JERITAN seorang warga Muslim Rohingya yang tertuang dalam sebuah laporan 16 tahun silam masih tersimpan dengan baik. Namun, hingga saat ini jeritan itu masih belum didengar. Kini, entah apakah dia masih dalam kondisi selamat atau tidak, mengingat warga Muslim Rohingya mengalami pembantaian secara besar-besaran.
"Mengapa mereka melakukan ini? Ada tujuh juta Muslim di Burma, mengapa mereka tidak melihat kita? Silakan kirim berita ini kepada mereka. Hari ini kita menderita," demikian tulis seorang Muslim Rohingya pada Maret 1996, yang tercatat pada dokumen elektronik Images Asia : Report on The Situation for Muslim in Burma, May 1997. Laporan itu merefleksikan bagaimana tertindasnya kelompok Muslim Rohingya di Burma atau Myanmar.
Sejarah mencatat, warga muslim di Myanmar sudah ada sejak terjadinya penyebaran agama, yang terjadi pada abad ke-VII. Tidak hanya agama Islam, penyebaran agama lain seperti Budha dan Hindu juga terjadi di Myanmar. Seiring perjalanan waktu, agama Budha mendominasi hingga era Kolonial 1886-1948, berlanjut hingga masa Junta Militer hingga 2011, dan berlanjut hingga kini.
Pada masa kekuasaan Junta Militer, diputuskan sebuah Undang-Undang (UU) Kewarganegaraan Burma, tahun 1982. Dalam aturan tersebut, pemimpin negara tidak mengakui adanya Muslim Rohingya sebagai warga Negara Myanmar.
Sejak saat itulah penderitaan Muslim Rohingya dimulai. Pemberangusan puluhan masjid, pemusnahan Alquran, penyiksaan bahkan pembataian kaum muslim yang mengarah kepada pelanggaran Hak Asasi Manusia (HAM) menjadi derita warga Muslim Rohingya. Konon kabarnya hingga ada yang dibakar hidup-hidup agar warga muslim mau melepaskan keyakinannya.

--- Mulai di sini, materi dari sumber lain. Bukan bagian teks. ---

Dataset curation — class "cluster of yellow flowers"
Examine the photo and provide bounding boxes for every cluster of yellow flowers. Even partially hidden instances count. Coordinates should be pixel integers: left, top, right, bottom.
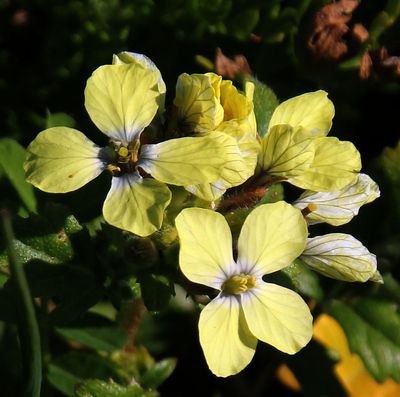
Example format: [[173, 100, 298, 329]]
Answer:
[[25, 52, 380, 376]]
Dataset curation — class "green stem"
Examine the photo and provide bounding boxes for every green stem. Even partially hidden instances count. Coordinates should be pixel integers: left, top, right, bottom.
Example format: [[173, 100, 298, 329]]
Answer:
[[0, 209, 42, 397]]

Hingga saat ini, di bawah kepemimpinan Presiden Myanmar Thein Sein, Muslim Rohingya pun tetap menderita. Thein Sein justru semakin menegaskan posisi, bahwa Muslim Rohingya harus diusir. Bahkan, kelompok Rohingya dipaksa untuk memakan daging babi dan minum minuman keras, hal yang merupakan larangan bagi pemeluk agama Islam.
Hingga kini, mereka pun hidup di pengasingan dalam kondisi miskin. Sebab, wilayah tempat Rohingya bermukim di utara Arakan (dekat dengan perbatasan Bangladesh), diisolasi. Walhasil, mereka mengungsi ke negara terdekat demi menyelamatkan diri dan aqidah yang mereka pegang teguh.

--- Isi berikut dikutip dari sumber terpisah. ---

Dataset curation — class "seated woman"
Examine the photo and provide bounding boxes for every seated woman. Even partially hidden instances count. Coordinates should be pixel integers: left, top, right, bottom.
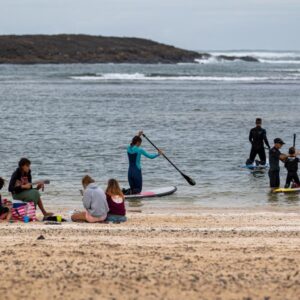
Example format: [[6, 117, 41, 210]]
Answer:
[[106, 179, 127, 222], [8, 158, 53, 216], [71, 175, 109, 223], [0, 177, 11, 222]]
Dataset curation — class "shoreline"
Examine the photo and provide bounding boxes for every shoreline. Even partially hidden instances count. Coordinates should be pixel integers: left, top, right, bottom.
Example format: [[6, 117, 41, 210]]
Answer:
[[0, 210, 300, 300]]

Dibutuhkan dialog dan solidaritas internasional untuk menyudahi penindasan HAM di utara Myanmar. Terlebih Myanmar memiliki tokoh dunia Aung San Suu Kyi, peraih Nobel Perdamaian karena memperjuangkan demokrasi dan HAM tanpa kekerasan. Sudah selayaknya Suu Kyi membuktikan kemampuannya menaklukkan situasi. Sebab Suu Kyi memiliki kemampuan, baik secara politik untuk berdialog dengan Presiden Myanmar Thein Sein, maupun eksistensinya di kancah internasional. Namun, hingga saat ini Suu Kyi pun masih belum menyoroti persoalan di negaranya.
Kendati dirinya seorang Buddish, tetapi bukankah di setiap agama melarang penyiksaan manusia? Nyatanya tokoh tersebut masih belum bertindak. Fenomena ini menuai kesanksian atas predikat Nobel Perdamaian yang disandangnya.
Kalau ternyata Suu Kyi belum bisa diandalkan, kini yang menjadi pertanyaan adalah apa langkah yang perlu dilakukan untuk menyudahi persoalan HAM tersebut? Sebab pada dasarnya, persoalan ini bukan konflik agama. Melainkan kebebasan HAM dalam konteks ke-Tuhanan, dan setiap manusia berhak hidup dengan tenang. Justru persoalan ini jangan sampai memicu dan meluas menjadi konflik antaragama.